The sound of silence

Non mi è bastato osservare, per poi archiviare semplicisticamente come piacevole ed eccentrico, il promofilmato 'Sounds of paragliding' che il giovanissimo Théo De Blic ha ultimamente travasato sul web.

Non mi è bastato perché quella dell’imberbe paraglider potrebbe trasformarsi in un’idea vantaggiosamente sfruttabile da entità turistiche di varia gamma. Semplicemente (si fa per dire) facendo leva sulle sensazioni evocate dai rumori ‘in presa diretta’. De Blic propone quelli del volo, ma potrebbero essere quelli percepiti durante una nuotata, una cavalcata, una passeggiata, oppure nel corso di una visita a un centro termale, a un parco naturale o di divertimenti.

Funzionerebbe? L’ho chiesto a Maria Grazia Turri economista esperta in neuroscienze, che garantisce il risultato basandosi su saldi quanto affascinanti riscontri oggettivi.

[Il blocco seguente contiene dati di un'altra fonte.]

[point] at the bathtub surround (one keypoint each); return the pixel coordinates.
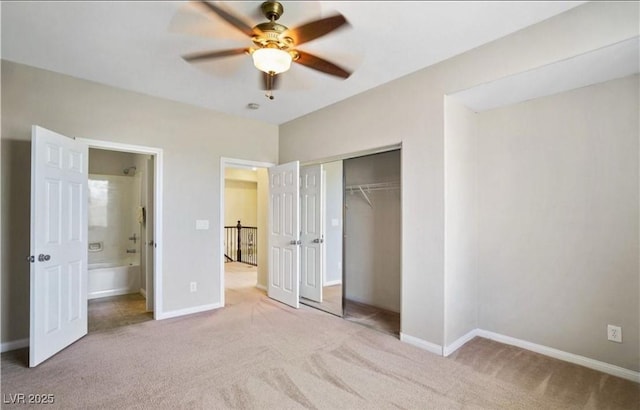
(113, 222)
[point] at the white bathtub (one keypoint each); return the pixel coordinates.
(111, 279)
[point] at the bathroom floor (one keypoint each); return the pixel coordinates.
(116, 311)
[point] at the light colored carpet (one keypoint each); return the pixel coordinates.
(116, 311)
(259, 354)
(373, 317)
(331, 300)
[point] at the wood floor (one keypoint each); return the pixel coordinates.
(117, 311)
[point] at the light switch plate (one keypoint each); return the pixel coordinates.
(202, 224)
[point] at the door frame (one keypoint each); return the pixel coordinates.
(158, 312)
(224, 164)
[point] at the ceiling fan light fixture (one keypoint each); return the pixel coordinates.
(271, 60)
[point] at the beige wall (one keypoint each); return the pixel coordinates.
(461, 224)
(558, 221)
(410, 111)
(192, 139)
(107, 162)
(263, 223)
(240, 203)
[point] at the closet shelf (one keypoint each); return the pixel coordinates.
(380, 186)
(364, 189)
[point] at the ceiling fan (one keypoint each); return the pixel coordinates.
(275, 45)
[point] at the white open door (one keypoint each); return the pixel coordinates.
(58, 298)
(312, 238)
(284, 233)
(149, 240)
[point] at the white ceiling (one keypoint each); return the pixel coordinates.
(614, 61)
(137, 46)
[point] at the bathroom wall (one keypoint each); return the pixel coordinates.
(114, 198)
(113, 201)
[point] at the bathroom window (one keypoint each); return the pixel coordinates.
(98, 201)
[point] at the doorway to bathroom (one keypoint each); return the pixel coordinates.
(121, 238)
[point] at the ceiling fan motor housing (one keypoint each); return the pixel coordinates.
(272, 10)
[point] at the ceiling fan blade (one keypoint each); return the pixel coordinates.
(316, 28)
(228, 17)
(206, 55)
(270, 82)
(320, 64)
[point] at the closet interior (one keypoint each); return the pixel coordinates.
(362, 237)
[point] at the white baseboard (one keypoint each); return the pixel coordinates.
(562, 355)
(188, 311)
(447, 350)
(422, 344)
(14, 344)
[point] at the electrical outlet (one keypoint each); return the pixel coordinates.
(614, 333)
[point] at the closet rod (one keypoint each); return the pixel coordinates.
(380, 186)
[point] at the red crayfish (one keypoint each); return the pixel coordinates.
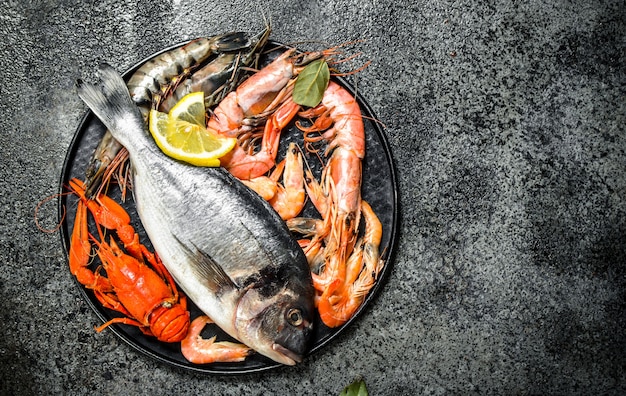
(145, 295)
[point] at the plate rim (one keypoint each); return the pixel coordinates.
(389, 254)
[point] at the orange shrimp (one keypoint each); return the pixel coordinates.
(338, 196)
(290, 195)
(265, 100)
(287, 198)
(340, 301)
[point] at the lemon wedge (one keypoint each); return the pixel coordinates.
(182, 134)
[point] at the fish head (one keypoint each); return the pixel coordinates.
(278, 326)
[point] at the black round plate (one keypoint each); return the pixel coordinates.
(378, 188)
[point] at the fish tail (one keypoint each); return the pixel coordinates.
(111, 102)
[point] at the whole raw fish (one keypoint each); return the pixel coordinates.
(223, 244)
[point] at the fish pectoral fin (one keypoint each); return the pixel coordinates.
(211, 272)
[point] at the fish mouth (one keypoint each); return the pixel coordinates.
(289, 357)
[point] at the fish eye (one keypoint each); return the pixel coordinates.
(294, 316)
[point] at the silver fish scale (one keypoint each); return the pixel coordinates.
(192, 213)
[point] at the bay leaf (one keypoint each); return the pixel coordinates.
(311, 83)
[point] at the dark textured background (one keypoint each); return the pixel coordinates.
(507, 123)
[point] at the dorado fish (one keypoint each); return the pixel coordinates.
(223, 244)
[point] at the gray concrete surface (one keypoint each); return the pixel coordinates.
(507, 124)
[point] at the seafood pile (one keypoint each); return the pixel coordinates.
(232, 238)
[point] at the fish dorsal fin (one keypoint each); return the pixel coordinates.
(211, 273)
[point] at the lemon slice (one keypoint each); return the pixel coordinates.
(182, 135)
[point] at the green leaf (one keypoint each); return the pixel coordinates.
(311, 84)
(357, 388)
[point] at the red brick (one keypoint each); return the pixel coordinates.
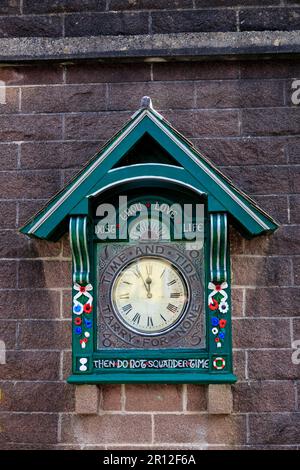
(9, 103)
(44, 155)
(264, 396)
(38, 334)
(192, 429)
(111, 397)
(28, 427)
(296, 270)
(296, 329)
(31, 365)
(19, 304)
(8, 274)
(275, 206)
(96, 126)
(239, 364)
(63, 99)
(285, 241)
(96, 72)
(66, 364)
(149, 4)
(26, 26)
(272, 365)
(62, 6)
(33, 184)
(270, 69)
(8, 156)
(10, 7)
(236, 242)
(243, 151)
(237, 302)
(14, 245)
(29, 127)
(275, 428)
(8, 333)
(33, 274)
(196, 397)
(195, 70)
(261, 271)
(173, 95)
(37, 396)
(239, 94)
(260, 179)
(31, 74)
(293, 149)
(270, 121)
(8, 211)
(295, 179)
(193, 21)
(294, 209)
(153, 397)
(261, 333)
(107, 429)
(27, 209)
(204, 123)
(272, 302)
(106, 24)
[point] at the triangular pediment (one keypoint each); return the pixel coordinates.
(149, 148)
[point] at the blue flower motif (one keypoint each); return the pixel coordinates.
(78, 309)
(88, 323)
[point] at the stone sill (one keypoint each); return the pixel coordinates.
(151, 48)
(219, 399)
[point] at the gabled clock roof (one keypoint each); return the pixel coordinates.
(185, 166)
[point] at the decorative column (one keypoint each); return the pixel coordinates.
(82, 294)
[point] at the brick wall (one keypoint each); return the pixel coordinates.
(54, 118)
(64, 18)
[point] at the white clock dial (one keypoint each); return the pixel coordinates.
(150, 295)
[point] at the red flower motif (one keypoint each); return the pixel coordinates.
(87, 308)
(214, 305)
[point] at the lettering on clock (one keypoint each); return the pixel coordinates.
(149, 322)
(127, 308)
(136, 318)
(175, 295)
(172, 308)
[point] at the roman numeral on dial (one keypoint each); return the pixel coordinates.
(136, 318)
(127, 308)
(172, 308)
(175, 295)
(124, 296)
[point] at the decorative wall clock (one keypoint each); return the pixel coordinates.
(148, 224)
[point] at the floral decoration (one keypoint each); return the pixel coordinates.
(82, 308)
(217, 302)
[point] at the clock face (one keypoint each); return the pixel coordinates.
(149, 295)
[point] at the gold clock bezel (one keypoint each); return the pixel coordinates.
(182, 314)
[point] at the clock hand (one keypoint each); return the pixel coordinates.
(149, 295)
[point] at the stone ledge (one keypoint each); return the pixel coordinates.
(219, 399)
(151, 47)
(86, 399)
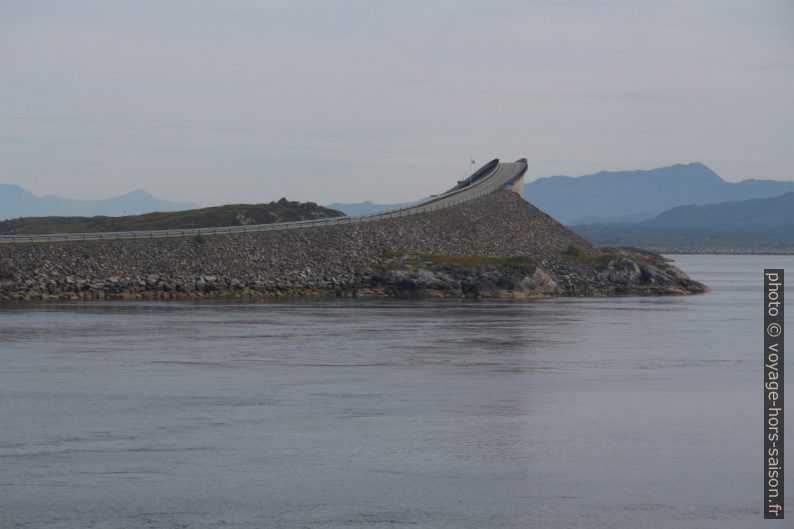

“Le neuroscienze – dice –, hanno dimostrato attraverso il functional brain imaging che quando ascoltiamo musica e suoni, praticamente l’intero cervello è coinvolto”.
E spiega anche perché. “Milioni di anni fa, quando il nostro pianeta era giovane e dell’essere umano ancora non vi era traccia, la musica della natura fatta di suoni, ritmi, melodie, armonie e timbri esisteva già. Ed è su questa che l’uomo ha modellato prima la propria voce, nel tentativo di imitare il grido degli animali da catturare, poi gli strumenti musicali. I rumori naturali rappresentano insomma il mattone fondamentale delle emozioni e della fantasia, poiché attivano le aree cerebrali  più profonde, che nel processo evolutivo umano hanno dato origine alla sensibilità armonica e melodica”.
E queste aree – dettaglio importantissimo - sono quelle che consentono la memorizzazione emotiva più efficace.

Ciò premesso, va sottolineato che quanto dice Turri non deve trasformarsi in una scusa per imboccare scorciatoie narrative risolvibili con banali e disordinati assemblaggi di rumori.
Lo storytelling acustico deve al contrario essere pianificato come una qualsiasi altra forma di scrittura e organizzato secondo le regole del giusto equilibrio tra spazi scritti, cioè i rumori, e spazi bianchi, cioè i silenzi. Perché i secondi sono importanti almeno quanto i primi.

Affinché il rumore arrivi all’anima – ci ricorda infatti - deve essere intervallato dal silenzio. Che non è assenza di suono, ma pausa che agevola l’ascolto.

Rafforzando la potenza del messaggio.